22:38:43 WARNING: MergeAsName does not contain an [ID] or other macro.  This cou
ld lead to invalid JSON through duplicate keys in merged children!
22:38:43 Found expected organization in the "Orders" object.
22:38:43 Found expected organization in the "Products" object.
22:38:45 Completed OK.  Moved 2155 children and found 0 orphans.
22:38:45 WARNING: MergeAsName does not contain an [ID] or other macro.  This cou
ld lead to invalid JSON through duplicate keys in merged children!
22:38:46 Found expected organization in the "Orders" object.
22:38:46 Found expected organization in the "Suppliers" object.
22:38:48 Completed OK.  Moved 2155 children and found 0 orphans.
22:38:48 WARNING: MergeAsName does not contain an [ID] or other macro.  This cou
ld lead to invalid JSON through duplicate keys in merged children!
22:38:50 Found expected organization in the "Orders" object.
22:38:50 Found expected organization in the "Categories" object.
22:38:52 Completed OK.  Moved 2155 children and found 0 orphans.
22:38:53 Found expected organization in the "Orders" object.
22:38:55 Completed OK.  Moved 11620 children and found 0 orphans.
22:38:57 Completed OK.  Deleted 1 nodes.
22:38:59 Completed OK.  Deleted 9130 nodes.
22:39:01 Completed OK.  Deleted 6640 nodes.
22:39:02 Completed OK.  Deleted 43930 nodes.
22:39:03 Completed OK.  Deleted 4980 nodes.
22:39:08 Completed OK.  Did 39140 nodes.

This batch file and any of its commands can, of course, be modified to taste or to work with other datasets.

Importing Into Cassandra

If you simply run Cassandra’s JSON2SStable command you’ll see some short usage information.

C:\work\apache-cassandra-0.6.3>bin\json2sstable.bat
Missing required options: Kc
Usage: org.apache.cassandra.tools.SSTableImport -K keyspace -c column_family <j
on> <sstable>

…but please use the following procedure to properly import your JSON dataset.

First, shut down your Cassandra client and server (if started).  Then do into your Cassandra folder and open up your “conf\storage-conf.xml” file.  Add the following entry to this file and save.  (You can substitute your own name for “NorthwindOne” as long as you use it consistently below.)
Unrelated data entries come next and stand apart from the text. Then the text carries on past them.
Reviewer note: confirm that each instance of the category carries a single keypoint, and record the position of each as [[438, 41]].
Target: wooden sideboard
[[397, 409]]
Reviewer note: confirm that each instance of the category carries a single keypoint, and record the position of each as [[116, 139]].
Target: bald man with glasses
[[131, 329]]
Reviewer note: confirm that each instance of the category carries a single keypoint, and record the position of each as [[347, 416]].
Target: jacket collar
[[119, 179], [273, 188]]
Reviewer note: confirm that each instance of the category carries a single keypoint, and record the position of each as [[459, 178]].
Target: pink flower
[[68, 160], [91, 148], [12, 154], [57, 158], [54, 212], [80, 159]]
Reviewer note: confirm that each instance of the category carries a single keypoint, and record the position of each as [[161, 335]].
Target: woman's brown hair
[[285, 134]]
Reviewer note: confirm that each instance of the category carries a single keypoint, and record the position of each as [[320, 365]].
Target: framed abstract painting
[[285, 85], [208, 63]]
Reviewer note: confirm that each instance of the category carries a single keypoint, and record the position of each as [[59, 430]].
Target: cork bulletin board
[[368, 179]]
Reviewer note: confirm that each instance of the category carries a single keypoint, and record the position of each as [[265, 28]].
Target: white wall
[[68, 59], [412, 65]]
<Keyspace Name="NorthwindOne">
  <ColumnFamily Name="Orders"
     CompareWith="UTF8Type"
     ColumnType="Super" CompareSubcolumnsWith="UTF8Type"
     />
   <ReplicaPlacementStrategy>org.apache.cassandra.locator.RackUnawareStrategy</ReplicaPlacementStrategy>
   <ReplicationFactor>1</ReplicationFactor>
   <EndPointSnitch>org.apache.cassandra.locator.EndPointSnitch</EndPointSnitch>
</Keyspace>

Once you’ve saved this file, start the Cassandra server again.  If your configuration changes were accepted, this will create a new, empty directory in your Cassandra server’s folder store.

You should also fire up the Cassandra client to check that your new datastore is live.
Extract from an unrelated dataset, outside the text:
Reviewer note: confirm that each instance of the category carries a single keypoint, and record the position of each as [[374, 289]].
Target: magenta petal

C:\work\apache-cassandra-0.6.3>bin\cassandra-cli --host localhost
Starting Cassandra Client
Connected to: "Test Cluster" on localhost/9160
Welcome to cassandra CLI.

Type 'help' or '?' for help. Type 'quit' or 'exit' to quit.
cassandra> show keyspaces;
NorthwindOne
Keyspace1
system

Now, stop the Cassandra server again and shut down the Cassandra client again.  (The Cassandra client doesn’t respond well to the server going up and down.)

To properly invoke the JSON2SStable utility, use the following syntax, substituting the appropriate values and paths as necessary.
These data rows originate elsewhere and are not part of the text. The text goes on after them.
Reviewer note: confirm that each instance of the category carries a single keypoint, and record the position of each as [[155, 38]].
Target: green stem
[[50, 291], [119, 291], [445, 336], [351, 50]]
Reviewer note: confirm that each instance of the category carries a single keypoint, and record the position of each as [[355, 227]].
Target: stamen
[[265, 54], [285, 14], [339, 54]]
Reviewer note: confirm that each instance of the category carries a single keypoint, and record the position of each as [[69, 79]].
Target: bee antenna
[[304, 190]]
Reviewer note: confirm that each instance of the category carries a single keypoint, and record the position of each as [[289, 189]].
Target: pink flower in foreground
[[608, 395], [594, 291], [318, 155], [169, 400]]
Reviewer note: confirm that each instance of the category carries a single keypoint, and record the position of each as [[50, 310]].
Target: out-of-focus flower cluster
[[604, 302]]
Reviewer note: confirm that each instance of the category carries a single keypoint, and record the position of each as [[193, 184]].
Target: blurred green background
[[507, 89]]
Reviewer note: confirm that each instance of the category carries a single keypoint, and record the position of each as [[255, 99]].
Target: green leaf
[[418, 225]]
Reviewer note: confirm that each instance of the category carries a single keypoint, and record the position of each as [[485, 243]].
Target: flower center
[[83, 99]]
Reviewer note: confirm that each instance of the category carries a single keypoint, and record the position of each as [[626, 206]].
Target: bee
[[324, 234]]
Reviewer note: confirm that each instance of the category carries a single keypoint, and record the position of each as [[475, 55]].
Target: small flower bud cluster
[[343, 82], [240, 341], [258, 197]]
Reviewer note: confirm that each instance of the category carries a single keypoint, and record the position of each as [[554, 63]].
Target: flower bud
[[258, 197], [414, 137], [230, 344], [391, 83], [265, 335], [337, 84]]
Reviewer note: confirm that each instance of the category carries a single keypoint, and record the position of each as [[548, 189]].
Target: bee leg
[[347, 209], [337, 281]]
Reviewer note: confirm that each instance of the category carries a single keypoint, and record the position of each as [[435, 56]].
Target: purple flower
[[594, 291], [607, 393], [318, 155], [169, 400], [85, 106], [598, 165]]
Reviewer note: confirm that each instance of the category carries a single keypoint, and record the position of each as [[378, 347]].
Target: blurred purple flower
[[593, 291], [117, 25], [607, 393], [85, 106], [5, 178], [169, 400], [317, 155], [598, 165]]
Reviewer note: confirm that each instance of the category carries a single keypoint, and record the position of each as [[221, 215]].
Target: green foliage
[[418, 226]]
In the example below, “NorthwindOne” is the name of our keystore and must match the value we saved into the “conf\storage-conf.xml” file above.  “Orders” is the name of the new column family we will be creating and inserting our native-formatted JSON into.  The path to the “JSONout13.txt” file is, of course, the file we’re importing.  Finally, the path to the “Orders-1-Data.db” file indicates which Cassandra data file we will create.  Note that this file does not yet exist, but the rest of the path (the folder structure) must already be in place.

C:\work\apache-cassandra-0.6.3>bin\json2sstable.bat -K NorthwindOne -c Orders C
\divconq\dotnet\JSONout13.txt C:\var\lib\cassandra\data\NorthwindOne\Orders-1-D
ata.db

If this works correctly, it will take a few seconds to silently import the data and will then silently return you to the command prompt.  If you see any other output from this command, you encountered an error.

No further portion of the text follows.